The median square feet of a Class A property tour is up 27 percent, growing to 10,000 square feet from 7,872 square feet; Trophy is up by 9.8 percent, growing to more than 13,000 square feet from 12,000 square feet; and Class B is up by 9.1 percent, growing to 6,000 from 5,500 square feet.
“The macro trend of lower new demand overall, alongside individual requirements of greater square footage, suggests that smaller firms that are more sensitive to the impacts of rising COVID-19 cases are withdrawing from the market,” said VTS Chief Strategy Officer Ryan Masiello. “This withdrawal may reflect employer uncertainty surrounding return-to-office plans that could have been initiated before the emergence of the COVID-19 delta variant.”
The “Remote Divide” continues, with heavy work-from-home markets still lagging
San Francisco, Boston, and Seattle — markets with some of the nation’s highest shares of remote-friendly work — continue to lag overall and are farther than other markets from full pre-COVID office demand levels. The three markets are, respectively, at 62, 64, and 76 percent of their typical 2018-2019 office demand.
In contrast, New York City, Los Angeles, and Chicago have remote work shares that are much closer to average, and their office demand is already 92, 112, and 86 percent (respectively) of their 2018-2019 levels, though only Los Angeles increased its VODI from June to July.
Those trends are also generally consistent with concurrent job posting data from Indeed, which indicate that in those cities with lower shares of remote-friendly work, job postings are higher relative to their pre-pandemic levels.
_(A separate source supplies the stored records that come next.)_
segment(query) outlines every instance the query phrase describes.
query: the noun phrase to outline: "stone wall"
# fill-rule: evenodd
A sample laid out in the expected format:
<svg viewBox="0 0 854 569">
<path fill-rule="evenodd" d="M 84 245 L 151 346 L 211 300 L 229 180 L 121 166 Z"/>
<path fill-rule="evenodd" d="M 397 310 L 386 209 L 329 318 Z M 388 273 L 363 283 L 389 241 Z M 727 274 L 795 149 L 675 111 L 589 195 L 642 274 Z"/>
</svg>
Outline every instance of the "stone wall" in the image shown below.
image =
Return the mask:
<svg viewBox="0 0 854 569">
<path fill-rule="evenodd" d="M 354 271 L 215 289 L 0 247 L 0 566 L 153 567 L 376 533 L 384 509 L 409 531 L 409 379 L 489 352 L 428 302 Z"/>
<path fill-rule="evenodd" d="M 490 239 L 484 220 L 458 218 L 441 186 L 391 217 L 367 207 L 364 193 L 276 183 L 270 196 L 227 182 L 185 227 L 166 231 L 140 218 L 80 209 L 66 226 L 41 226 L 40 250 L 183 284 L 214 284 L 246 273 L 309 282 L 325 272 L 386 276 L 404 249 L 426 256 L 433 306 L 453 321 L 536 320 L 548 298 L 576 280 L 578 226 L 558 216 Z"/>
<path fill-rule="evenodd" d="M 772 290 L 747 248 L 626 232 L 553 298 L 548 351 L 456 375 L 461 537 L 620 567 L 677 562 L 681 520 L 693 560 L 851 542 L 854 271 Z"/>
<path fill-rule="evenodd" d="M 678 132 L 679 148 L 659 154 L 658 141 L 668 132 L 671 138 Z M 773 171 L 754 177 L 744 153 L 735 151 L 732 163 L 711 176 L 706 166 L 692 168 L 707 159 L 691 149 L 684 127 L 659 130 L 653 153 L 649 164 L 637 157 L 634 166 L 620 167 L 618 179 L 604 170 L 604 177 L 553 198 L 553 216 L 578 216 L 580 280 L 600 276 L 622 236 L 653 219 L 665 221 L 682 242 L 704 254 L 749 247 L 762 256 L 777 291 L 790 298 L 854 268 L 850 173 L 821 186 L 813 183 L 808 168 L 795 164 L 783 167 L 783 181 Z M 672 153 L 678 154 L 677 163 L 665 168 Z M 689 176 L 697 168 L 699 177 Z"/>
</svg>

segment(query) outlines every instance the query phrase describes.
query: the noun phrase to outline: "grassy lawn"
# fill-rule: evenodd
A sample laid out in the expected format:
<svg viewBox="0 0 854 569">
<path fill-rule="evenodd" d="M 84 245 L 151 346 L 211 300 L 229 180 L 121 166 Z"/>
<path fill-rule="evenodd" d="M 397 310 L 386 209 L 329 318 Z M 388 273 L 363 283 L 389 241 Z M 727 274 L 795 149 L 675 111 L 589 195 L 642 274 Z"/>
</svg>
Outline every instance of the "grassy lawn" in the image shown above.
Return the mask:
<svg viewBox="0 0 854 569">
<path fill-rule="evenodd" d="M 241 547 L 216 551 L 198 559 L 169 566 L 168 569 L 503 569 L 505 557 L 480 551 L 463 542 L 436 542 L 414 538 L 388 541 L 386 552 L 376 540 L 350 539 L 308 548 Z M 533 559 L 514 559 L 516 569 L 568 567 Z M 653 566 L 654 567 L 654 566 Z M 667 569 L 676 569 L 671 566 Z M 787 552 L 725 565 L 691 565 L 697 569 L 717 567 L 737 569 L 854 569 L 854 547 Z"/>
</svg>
San Francisco, Boston, and Seattle’s job postings are currently 15.2, 24.4 and 18.3 percent above their pre-pandemic (February 2020) levels, and Washington D.C.’s are 14 percent, while New York City, Los Angeles, and Chicago’s job postings are 25.8, 32.0 and 33.0 percent above their pre-pandemic levels. All markets saw an increase in their job postings from the month prior.